Is it really a slight premium or more like “at least 2x of the cost”?


A lot of the answers to your question focus solely on the infra piece of the deployment process, which is just one, albeit, important piece of the puzzle.

Each model is built using some predefined model architecture and the majority of the LLMs of today are the implementation of Transformer architecture, based on the "Attention is All You Need" paper from 2017. That said, when you fine-tune a model, you usually start from a checkpoint and then using techniques like LORA or QLORA you compute new weights. You do this in your training/fine-tuning script using PyTorch, or some other framework.

Once the training is done you get the final weights -- a binary blob of floats. Now you need to use those weights back into the inference architecture of the model. You do that by using the framework which is used for training (PyTorch) to construct the inferencing pipeline. You can build your own framework/inferencing engine too if you want and try to beat PyTorch :) The pipeline will consist of things like:

- loading the model weights

- doing pre-processing on your input

- building the inference graph

- running your input (embeddings/vectors) through the graph

- generating predictions/results

Now, the execution of this pipeline can be done on GPU(s) so all the computations (matrix multiplications) are super fast and the results are generated quickly, or it can still run on good old CPUs, but much slower. Tricks like quantization of model weights can be used here to reduce the model size and speed up the execution by trading-off precision/recall.

Services like ollama, or vllm abstract away all the above steps and that's why they are very popular -- they might even allow you to bring your own (fine-tuned) model.

On top of the pure model execution, you can create a web service that will serve your model via a HTTP or gRPC endpoint. It could accept user query/input and return a JSON with the results. Then it can be incorporated in any application, or become part of another service, etc.

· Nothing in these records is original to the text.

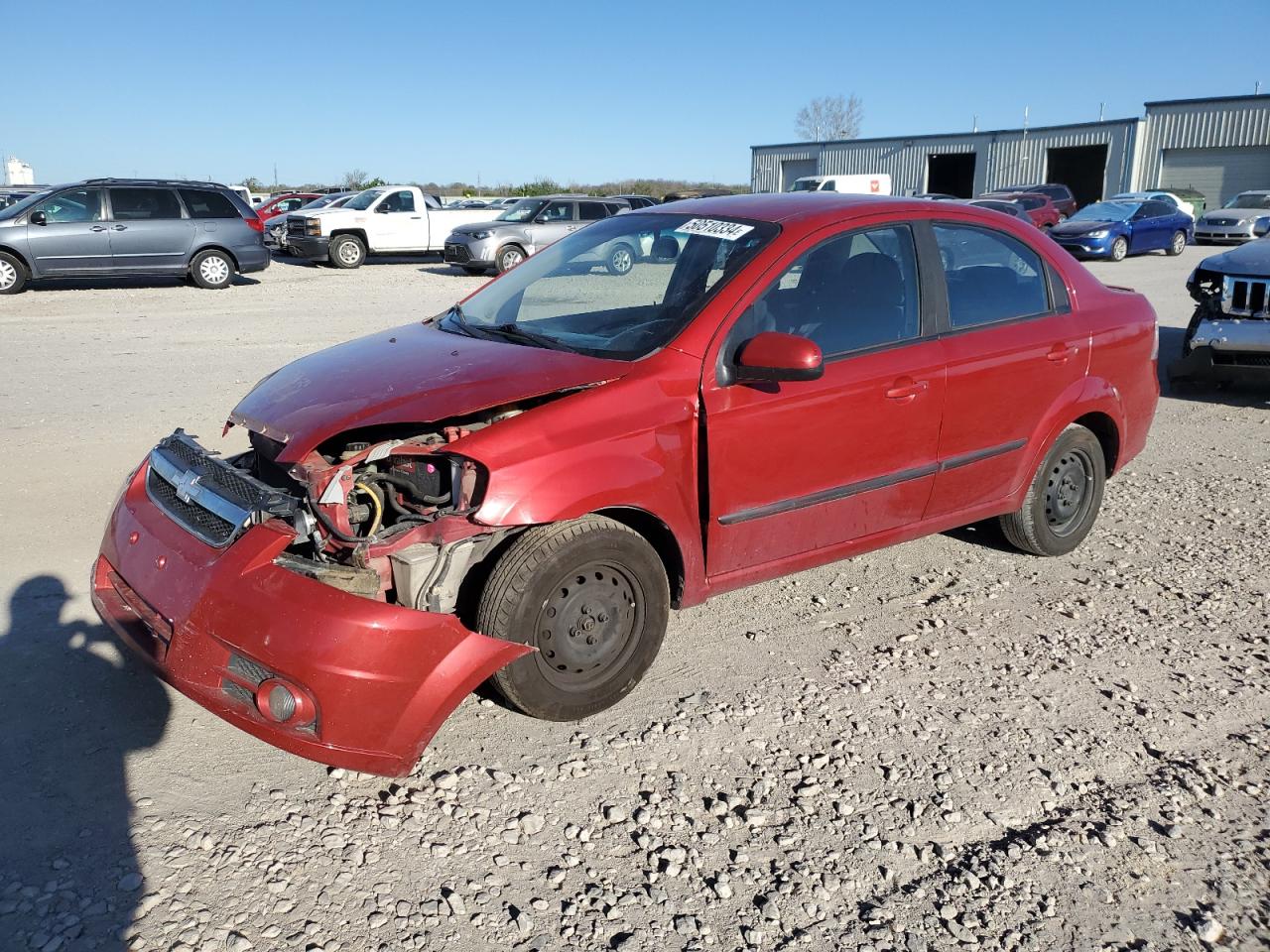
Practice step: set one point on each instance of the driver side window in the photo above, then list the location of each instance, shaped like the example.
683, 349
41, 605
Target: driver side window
848, 294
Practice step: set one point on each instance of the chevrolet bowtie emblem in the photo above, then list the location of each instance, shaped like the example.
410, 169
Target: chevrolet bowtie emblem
187, 486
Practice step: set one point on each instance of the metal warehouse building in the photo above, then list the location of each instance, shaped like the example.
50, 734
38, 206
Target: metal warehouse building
1215, 146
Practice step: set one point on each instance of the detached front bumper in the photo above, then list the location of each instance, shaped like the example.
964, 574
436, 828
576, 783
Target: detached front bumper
309, 246
372, 682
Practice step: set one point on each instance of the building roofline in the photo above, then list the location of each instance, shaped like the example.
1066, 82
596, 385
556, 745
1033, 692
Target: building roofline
1262, 96
947, 135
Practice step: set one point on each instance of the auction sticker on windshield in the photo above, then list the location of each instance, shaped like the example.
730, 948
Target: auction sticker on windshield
725, 230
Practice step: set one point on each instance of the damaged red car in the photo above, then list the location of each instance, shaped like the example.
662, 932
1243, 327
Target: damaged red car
520, 489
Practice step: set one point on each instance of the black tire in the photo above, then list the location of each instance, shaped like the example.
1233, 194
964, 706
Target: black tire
508, 257
1064, 498
13, 275
592, 597
347, 252
621, 259
212, 270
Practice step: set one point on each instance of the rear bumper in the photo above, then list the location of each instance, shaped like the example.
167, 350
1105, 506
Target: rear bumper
216, 624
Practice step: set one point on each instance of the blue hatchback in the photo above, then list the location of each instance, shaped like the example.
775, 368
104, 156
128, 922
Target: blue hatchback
1121, 227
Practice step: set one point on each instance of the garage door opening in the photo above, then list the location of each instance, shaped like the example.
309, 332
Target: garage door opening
1082, 169
951, 175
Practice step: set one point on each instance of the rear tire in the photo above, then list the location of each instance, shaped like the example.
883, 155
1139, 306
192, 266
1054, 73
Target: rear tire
212, 270
347, 252
592, 597
1064, 498
13, 275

So, the answer is much more than "get the GPU and run with it" and I think it's important to be aware of all the steps required if you want to really understand what goes into deploying custom ML models and putting them to a good use.


Thanks for the insightful response. This is exactly the type of answer I was looking for. What's the best way to educate myself on the end-to-end process of deploying a production grade model smartly in a cost efficient manner?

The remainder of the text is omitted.